Box 1. Chronic myeloid leukemia (CML), a myeloproliferative syndrome controlled by the immune system.
Chronic myeloid leukemia is the first malignant disorder with a specific genetic abnormality in the background. It is due to the formation of the chimeric oncogene BCR–ABL. This oncogene is responsible for the transformation of hematopoietic stem cells (HSC) into leukemic stem cells, which results in a leukemic syndrome of mature myeloid cells characterizing the chronic phase (CP) and ineluctably evolving, without treatment, to acute leukemia (59). The ABL domain of the chimeric oncogene BCR–ABL presents deregulated tyrosine kinase activity, which is responsible for the transformation of the HSC. Since the outset of the 2000s, new CML treatment has consisted in the tyrosine kinase inhibitors of BCR–ABL. Some arguments suggest that CML is a disease in which the immune system has a key role [for review, see Ref. (60)]. In addition, during the chronic phase of CML, numerous innate anomalies in the innate immune system have been evidenced. Indeed, defective differentiation of the plasmacytoid dendritic cells, defective IFN-α production by mononuclear cells, and defective functions of NK cells have been observed (61, 62).

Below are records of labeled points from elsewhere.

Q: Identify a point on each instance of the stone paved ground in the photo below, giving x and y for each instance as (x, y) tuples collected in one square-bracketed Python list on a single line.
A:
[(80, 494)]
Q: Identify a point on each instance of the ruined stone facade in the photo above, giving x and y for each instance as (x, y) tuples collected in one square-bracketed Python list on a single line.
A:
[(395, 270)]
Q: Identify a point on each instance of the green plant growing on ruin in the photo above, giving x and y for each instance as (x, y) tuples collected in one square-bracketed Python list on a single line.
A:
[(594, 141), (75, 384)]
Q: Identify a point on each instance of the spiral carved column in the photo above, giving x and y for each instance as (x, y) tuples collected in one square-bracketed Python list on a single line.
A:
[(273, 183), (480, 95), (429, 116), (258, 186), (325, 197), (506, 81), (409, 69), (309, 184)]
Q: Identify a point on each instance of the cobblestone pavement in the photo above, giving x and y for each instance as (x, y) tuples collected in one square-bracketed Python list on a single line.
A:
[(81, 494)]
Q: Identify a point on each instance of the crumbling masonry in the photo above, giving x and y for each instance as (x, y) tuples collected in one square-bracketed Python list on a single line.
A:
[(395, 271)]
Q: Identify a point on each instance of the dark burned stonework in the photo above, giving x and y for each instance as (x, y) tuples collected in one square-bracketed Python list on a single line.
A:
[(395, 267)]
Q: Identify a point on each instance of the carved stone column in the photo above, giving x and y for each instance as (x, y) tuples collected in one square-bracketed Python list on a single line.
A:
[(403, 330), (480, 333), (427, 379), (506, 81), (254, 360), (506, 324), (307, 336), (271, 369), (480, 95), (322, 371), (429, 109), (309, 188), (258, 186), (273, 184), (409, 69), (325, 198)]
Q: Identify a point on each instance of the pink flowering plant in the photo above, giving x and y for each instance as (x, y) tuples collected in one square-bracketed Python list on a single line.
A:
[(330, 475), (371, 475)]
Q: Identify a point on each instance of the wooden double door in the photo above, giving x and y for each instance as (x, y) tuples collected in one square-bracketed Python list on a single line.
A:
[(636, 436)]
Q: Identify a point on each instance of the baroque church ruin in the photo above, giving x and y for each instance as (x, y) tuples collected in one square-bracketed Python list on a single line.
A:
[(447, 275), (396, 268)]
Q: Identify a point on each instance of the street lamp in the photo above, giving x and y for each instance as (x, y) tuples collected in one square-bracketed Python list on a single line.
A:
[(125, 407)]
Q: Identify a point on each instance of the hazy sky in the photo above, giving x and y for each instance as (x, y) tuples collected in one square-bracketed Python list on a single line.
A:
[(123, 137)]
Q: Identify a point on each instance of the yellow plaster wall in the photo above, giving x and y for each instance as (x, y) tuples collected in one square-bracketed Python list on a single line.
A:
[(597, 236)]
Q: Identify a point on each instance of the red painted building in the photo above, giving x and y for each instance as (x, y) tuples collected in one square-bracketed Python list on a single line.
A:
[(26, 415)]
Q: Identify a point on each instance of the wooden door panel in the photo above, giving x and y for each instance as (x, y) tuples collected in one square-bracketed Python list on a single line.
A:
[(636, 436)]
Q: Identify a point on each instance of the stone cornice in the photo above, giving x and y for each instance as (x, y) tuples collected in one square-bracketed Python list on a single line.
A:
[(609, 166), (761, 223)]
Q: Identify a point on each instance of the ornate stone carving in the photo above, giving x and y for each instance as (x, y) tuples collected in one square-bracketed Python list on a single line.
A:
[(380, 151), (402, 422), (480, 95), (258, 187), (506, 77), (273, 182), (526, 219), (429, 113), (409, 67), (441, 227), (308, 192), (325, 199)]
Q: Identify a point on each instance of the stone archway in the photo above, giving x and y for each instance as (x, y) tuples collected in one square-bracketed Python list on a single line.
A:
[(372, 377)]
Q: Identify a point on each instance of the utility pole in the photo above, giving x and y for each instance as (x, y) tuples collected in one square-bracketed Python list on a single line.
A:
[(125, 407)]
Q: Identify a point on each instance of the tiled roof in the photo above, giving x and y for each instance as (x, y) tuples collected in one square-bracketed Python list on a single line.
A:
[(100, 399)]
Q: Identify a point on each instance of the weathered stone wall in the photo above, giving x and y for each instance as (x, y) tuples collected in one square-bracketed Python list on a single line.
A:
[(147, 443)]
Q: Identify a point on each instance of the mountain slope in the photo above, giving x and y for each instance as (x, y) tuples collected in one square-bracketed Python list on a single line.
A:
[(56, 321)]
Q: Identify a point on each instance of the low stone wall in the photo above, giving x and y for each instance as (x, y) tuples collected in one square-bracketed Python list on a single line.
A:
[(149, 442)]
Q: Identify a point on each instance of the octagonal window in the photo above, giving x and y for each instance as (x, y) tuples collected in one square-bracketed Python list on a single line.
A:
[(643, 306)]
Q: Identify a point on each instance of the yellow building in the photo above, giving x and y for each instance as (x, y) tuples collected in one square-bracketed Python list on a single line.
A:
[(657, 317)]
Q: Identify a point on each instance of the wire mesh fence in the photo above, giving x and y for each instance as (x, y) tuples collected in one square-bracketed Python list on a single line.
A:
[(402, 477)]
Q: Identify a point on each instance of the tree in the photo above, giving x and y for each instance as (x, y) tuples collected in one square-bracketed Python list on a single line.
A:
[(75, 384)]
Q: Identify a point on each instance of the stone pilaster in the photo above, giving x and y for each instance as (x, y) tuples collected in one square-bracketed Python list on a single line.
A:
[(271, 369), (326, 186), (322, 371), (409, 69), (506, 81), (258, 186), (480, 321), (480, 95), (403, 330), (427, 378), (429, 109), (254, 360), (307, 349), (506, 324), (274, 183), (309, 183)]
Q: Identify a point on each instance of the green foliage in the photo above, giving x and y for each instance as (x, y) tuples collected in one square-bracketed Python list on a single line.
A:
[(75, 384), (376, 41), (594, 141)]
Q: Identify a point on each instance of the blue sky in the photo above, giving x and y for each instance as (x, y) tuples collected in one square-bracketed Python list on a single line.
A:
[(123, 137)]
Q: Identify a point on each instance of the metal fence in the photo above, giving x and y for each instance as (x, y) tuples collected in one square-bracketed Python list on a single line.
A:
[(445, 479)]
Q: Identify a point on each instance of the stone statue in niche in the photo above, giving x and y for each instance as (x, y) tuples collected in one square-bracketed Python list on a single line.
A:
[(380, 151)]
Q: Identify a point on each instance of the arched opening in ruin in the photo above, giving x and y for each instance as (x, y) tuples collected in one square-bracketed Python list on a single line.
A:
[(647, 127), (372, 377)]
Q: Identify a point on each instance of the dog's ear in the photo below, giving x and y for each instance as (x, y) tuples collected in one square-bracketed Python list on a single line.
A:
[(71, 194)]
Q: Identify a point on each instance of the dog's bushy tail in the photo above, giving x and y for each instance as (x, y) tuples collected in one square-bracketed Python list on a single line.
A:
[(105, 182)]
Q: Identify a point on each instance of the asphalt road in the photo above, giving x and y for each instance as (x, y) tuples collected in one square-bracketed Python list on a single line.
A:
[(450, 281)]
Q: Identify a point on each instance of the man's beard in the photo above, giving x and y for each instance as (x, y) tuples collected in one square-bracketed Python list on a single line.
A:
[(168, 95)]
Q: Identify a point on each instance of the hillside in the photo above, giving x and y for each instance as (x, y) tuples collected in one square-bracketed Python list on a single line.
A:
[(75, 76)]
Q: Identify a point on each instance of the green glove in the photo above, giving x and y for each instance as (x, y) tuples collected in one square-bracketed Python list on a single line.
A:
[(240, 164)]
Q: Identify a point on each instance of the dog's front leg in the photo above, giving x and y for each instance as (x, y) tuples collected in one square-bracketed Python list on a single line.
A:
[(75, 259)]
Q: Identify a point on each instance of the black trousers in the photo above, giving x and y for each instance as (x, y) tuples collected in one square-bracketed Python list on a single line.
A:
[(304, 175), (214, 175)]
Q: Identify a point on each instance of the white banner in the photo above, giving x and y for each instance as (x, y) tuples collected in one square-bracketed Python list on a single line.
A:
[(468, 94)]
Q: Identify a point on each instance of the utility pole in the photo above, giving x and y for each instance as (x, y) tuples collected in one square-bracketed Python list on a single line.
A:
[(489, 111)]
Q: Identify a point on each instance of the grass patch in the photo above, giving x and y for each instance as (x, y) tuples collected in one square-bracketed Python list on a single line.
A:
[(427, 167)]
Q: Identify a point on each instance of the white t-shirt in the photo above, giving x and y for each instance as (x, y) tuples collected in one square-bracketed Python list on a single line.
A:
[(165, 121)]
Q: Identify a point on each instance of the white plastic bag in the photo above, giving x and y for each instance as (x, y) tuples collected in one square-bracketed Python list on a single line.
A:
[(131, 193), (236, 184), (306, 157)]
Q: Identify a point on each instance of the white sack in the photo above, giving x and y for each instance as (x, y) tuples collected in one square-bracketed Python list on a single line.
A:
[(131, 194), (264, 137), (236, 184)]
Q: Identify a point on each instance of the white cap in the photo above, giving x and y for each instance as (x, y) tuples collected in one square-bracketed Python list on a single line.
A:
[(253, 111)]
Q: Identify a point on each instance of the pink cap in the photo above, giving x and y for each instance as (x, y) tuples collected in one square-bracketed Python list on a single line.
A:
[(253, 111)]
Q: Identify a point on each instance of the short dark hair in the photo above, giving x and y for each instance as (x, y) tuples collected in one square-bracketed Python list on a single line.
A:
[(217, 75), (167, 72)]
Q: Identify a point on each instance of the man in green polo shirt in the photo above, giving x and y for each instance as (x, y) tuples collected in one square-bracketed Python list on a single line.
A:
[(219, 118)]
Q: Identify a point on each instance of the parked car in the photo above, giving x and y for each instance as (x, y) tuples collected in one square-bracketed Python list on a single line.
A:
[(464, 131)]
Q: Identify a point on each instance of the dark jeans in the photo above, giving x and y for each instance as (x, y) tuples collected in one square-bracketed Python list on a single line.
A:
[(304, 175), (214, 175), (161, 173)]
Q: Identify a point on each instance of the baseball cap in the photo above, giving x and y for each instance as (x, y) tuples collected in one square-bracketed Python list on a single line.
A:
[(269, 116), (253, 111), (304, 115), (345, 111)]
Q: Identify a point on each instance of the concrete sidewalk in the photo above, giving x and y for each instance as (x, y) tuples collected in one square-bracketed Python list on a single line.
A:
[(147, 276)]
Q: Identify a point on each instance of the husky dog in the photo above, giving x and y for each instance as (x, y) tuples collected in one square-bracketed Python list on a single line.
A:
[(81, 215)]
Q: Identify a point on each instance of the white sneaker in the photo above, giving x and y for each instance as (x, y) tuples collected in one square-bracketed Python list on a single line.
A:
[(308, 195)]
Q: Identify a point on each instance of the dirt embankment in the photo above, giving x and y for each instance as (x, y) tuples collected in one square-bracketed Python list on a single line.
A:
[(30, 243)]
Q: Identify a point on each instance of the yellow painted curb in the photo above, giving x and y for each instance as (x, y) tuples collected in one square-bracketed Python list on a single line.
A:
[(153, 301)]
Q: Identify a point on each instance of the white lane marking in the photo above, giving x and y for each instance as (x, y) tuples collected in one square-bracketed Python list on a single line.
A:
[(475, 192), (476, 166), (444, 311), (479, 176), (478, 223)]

Box 2. Functional deficiency of iNKT cells in chronic phase of CML (CML-CP) patients.
Our team has shown in CML-CP patients at diagnosis a major defect in the iNKT lymphocyte functions, particularly as concerns their proliferative response to T-cell receptor (TCR) stimulation (63) and their cytotoxic arsenal, with a loss in the expression of perforin and FasL, two elements implicated in cancer immunosurveillance by iNKT cells in mice (57, 64). It must also be emphasized that the iNKT cells of CML-CP patients have lost their expression of the transcription factor promyelocytic leukemia zinc-finger factor and no longer produce IL-4 during TCR engagement; on the other hand, they show normal expression of IFN-γ in comparison with the iNKT lymphocytes of healthy donors or patients in complete remission following treatment by tyrosine kinase inhibitors such as imatinib mesylate (63).
There exists a major defect in the innate CD8(+) T cells of chronic phase of CML (CML-CP) patients compared to those of healthy subjects or patients in complete remission following TKI treatment (41). This numerical defect is associated with a loss of IFN-γ expression after innate-like stimulation by IL-12 + IL-18 cytokines and with a loss of degranulation after stimulation via CD16. On the contrary, IFN-γ expression after TCR stimulation (instead of IL-12 + IL-18 stimulation) by the same innate CD8(+) T cells during CP is conserved, thereby showing that the functional defect affecting our population of interest is innate rather than adaptive. Finally, there exists a partial reconstitution in CML remission patients of the frequency and functions of innate CD8(+) T lymphocytes in terms of IFN-γ expression in response to IL-12 + IL-18 and as regards the displaying of cytotoxic functions after CD16 stimulation.
In CML patients, the numerical and functional status of innate CD8(+) T cells seems closely linked to that of the iNKT cells. In analysis of a cohort of CP patients and those in complete remission, we have observed a correlation between Eomes expression by innate CD8(+) T cells and PLZF expression by iNKT cells (41). This finding underscores the possible pathophysiological significance of IL-4 expression by iNKT cells in CML patients; while deficient during the CP, IL-4 expression is restored in remission (63) and could determine the status of innate CD8(+) T cells during the disease or its treatment.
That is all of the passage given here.